Changes to the Bail Act also made it very difficult for bikie gang members to receive bail.
Queensland Attorney-General Jarrod Bleijie reserved the power to label a gang a criminal organisation under the Criminal Law (Criminal Organisations Disruption) Amendment Act, and has placed 26 on the list to date.
Other Australian states have since expressed interest in replicating the laws.
The High Court held that Kuczborski lacked standing to challenge the laws as he had not been charged under the relevant legislation.
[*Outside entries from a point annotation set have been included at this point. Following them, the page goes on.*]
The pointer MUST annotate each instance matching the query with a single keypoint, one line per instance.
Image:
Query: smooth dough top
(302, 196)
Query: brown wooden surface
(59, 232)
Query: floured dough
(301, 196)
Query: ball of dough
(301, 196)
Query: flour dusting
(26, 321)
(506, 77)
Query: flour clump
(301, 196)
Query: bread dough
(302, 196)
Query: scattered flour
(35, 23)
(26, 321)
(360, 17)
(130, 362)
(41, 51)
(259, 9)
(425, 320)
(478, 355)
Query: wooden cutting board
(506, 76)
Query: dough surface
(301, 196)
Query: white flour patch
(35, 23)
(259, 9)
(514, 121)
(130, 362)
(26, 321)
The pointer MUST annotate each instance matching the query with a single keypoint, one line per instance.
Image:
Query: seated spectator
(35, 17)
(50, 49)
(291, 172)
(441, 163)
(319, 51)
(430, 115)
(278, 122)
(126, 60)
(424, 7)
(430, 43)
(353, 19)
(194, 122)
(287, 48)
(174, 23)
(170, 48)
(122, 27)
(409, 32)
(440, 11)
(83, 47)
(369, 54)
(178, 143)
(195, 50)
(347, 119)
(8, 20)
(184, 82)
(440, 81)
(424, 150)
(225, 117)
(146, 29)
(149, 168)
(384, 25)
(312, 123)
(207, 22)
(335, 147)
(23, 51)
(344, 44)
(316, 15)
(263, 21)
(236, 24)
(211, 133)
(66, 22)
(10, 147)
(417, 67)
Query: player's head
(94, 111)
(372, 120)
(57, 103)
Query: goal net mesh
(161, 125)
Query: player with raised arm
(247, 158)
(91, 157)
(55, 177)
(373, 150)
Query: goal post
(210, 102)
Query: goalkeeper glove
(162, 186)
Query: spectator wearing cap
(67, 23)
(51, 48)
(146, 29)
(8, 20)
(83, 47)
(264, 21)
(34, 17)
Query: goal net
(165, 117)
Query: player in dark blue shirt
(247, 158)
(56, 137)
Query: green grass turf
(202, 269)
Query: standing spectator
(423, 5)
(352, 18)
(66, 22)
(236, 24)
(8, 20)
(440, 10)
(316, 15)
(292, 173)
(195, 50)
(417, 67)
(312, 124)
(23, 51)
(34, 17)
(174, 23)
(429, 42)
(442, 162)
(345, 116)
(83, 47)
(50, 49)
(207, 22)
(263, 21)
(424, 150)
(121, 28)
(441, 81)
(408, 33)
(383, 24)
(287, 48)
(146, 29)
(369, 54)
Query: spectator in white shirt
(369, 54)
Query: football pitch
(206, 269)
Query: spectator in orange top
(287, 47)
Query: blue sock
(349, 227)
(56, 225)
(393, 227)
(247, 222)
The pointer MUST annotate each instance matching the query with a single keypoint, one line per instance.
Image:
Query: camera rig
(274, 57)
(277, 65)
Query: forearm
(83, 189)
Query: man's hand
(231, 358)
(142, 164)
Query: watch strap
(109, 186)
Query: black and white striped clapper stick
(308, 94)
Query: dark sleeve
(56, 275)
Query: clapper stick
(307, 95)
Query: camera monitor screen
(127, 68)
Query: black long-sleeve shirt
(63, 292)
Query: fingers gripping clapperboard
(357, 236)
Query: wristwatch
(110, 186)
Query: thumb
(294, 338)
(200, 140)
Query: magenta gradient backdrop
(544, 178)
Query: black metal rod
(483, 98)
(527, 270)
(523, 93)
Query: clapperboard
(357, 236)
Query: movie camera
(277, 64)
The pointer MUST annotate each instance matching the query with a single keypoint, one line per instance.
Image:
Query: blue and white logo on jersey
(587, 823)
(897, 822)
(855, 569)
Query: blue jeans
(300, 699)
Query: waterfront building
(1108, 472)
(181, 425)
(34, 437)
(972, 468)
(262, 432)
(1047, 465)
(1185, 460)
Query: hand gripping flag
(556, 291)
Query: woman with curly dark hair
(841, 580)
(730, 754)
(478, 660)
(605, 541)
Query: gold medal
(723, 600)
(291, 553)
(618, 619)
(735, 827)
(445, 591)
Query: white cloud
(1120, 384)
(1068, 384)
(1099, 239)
However, they did not fully address the constitutional validity of the laws, leaving the door open for further attack.
Justice Hayne stood alone in his dissent, arguing that the legislation offends the separation of powers by granting the executive unreviewable power to declare criminal organisations.
He said the laws were confusing and “antithetical to the proper statement and administration of the criminal law”. He described the term “vicious lawless associate” used in the Vicious Lawless Association Disestablishment Act as “inapt” and “misleading”.
ALHR has previously criticised the laws for restricting personal liberties, assimilating the executive and judiciary powers, removing the presumption of innocence and breaching Australia’s international human rights obligations.
The High Court recently ruled that NSW’s anti-consorting laws were not in breach of the International Covenant on Civil and Political Rights, of which Australia is a signatory, because these rights were not embedded in Australian law.
This effectively demonstrated that there is no free standing constitutional right of association in Australia.
Coyne said these decisions showed that without a Charter of Rights, Australia has to rely on “creative judicial minds” to extract human rights provisions from the common law or the constitution.
This is an ineffective and expensive means of protecting rights, he added.